1.Het onderzoek op de terechtzitting

Dit vonnis is gewezen naar aanleiding van het onderzoek op de openbare terechtzitting van 27 juni 2024.
De rechtbank heeft kennis genomen van de vordering van de officier van justitie en van wat door verdachte en zijn raadsman mr. V.P.J. Tuma, advocaat in Arnhem, naar voren is gebracht.

2.De tenlastelegging

Voor de leesbaarheid van dit vonnis nummert de rechtbank de feiten van de zaak met parketnummer 08/048572-24 als de feiten 1, 2 en 3 en het feit van de zaak met parketnummer 08/141165-24 als feit 4.
De verdenking komt er, kort en zakelijk weergegeven, op neer dat verdachte:
feit 1:heeft geprobeerd [slachtoffer 1] zwaar lichamelijk letsel toe te brengen;
feit 2:een of meer ruiten van [instelling] heeft vernield;
feit 3:[slachtoffer 1] en/of [slachtoffer 2] heeft bedreigd;
feit 4:[slachtoffer 3] heeft bedreigd.
Voluit luidt de tenlastelegging aan verdachte, dat:
feit 1
hij op of omstreeks 10 februari 2024 te Zwolle ter uitvoering van het door verdachte voorgenomen misdrijf om aan [slachtoffer 1] opzettelijk zwaar lichamelijk letsel toe te brengen
- (met kracht op een korte afstand) een steen in de richting van het hoofd, althans het lichaam, van die [slachtoffer 1] heeft gegooid terwijl de uitvoering van dat voorgenomen misdrijf niet is voltooid;
feit 2
hij op of omstreeks 10 februari 2024 te Zwolle opzettelijk en wederrechtelijk een (of meerdere) ruit(en), in elk geval enig goed, die geheel of ten dele aan [instelling] , in elk geval aan een ander toebehoorde(n) heeft vernield, beschadigd en/of onbruikbaar gemaakt;
feit 3
hij op een of meer tijdstippen op of omstreeks 10 februari 2024 te Zwolle [slachtoffer 1] en/of [slachtoffer 2] heeft bedreigd met enig misdrijf tegen het leven gericht en/of met zware mishandeling, door die [slachtoffer 1] en/of [slachtoffer 2] dreigend de woorden toe te voegen
  • “ik ga jullie doodmaken” en/of
  • “ik weet jullie wel te vinden en herken je gezicht”, althans woorden van gelijke dreigende aard of strekking en/of (daarbij)
  • (een) gebalde vuist(en) te tonen en/of
  • zwaaiende bewegingen met zijn armen te maken en/of
  • een snijdende beweging naar en/of langs zijn keel te maken en/of
  • op korte afstand een slaande en/of zwaaiende beweging met een steen te maken en/of (vervolgens) een steen in de richting van die [slachtoffer 1] te gooien;
feit 4
hij op of omstreeks 7 februari 2024 te Zwolle, althans in Nederland, [slachtoffer 3] heeft bedreigd met enig misdrijf tegen het leven gericht en/of met zware mishandeling, door die [slachtoffer 3] (via Whatsapp spraakberichten) dreigend de woorden toe te voegen ‘hondenkop, ik maak je af, wacht maar tot ik eruit kom, als ik eruit kom, dan maak ik je af’, althans woorden van gelijke dreigende aard of strekking.

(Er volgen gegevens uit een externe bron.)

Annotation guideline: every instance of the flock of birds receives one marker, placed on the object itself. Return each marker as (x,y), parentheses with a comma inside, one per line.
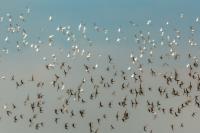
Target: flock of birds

3.Afwijzing verzoek om aanhouding

De officier van justitie heeft primair om aanhouding van de zaak verzocht en gevorderd om verdachte te laten opnemen in het Pieter Baan Centrum (hierna: PBC) ter observatie en voor (nader) onderzoek naar de (on)toerekeningsvatbaarheid van verdachte.
De raadsman heeft bepleit de vordering tot observatie en tot aanhouding van de zaak af te wijzen. Verdachte wil niet meewerken aan persoonlijkheidsonderzoek en zal daaraan, ook bij een eventuele opname in het PBC, niet meewerken. Verder is sprake van een lange wachttijd bij het PBC, waardoor de inhoudelijke behandeling van de zaak wellicht een jaar op zich zou laten wachten. Dat is onwenselijk. Verder is voor verdachte al duidelijk dat de oorzaak van zijn probleem ligt in zijn drugsgebruik.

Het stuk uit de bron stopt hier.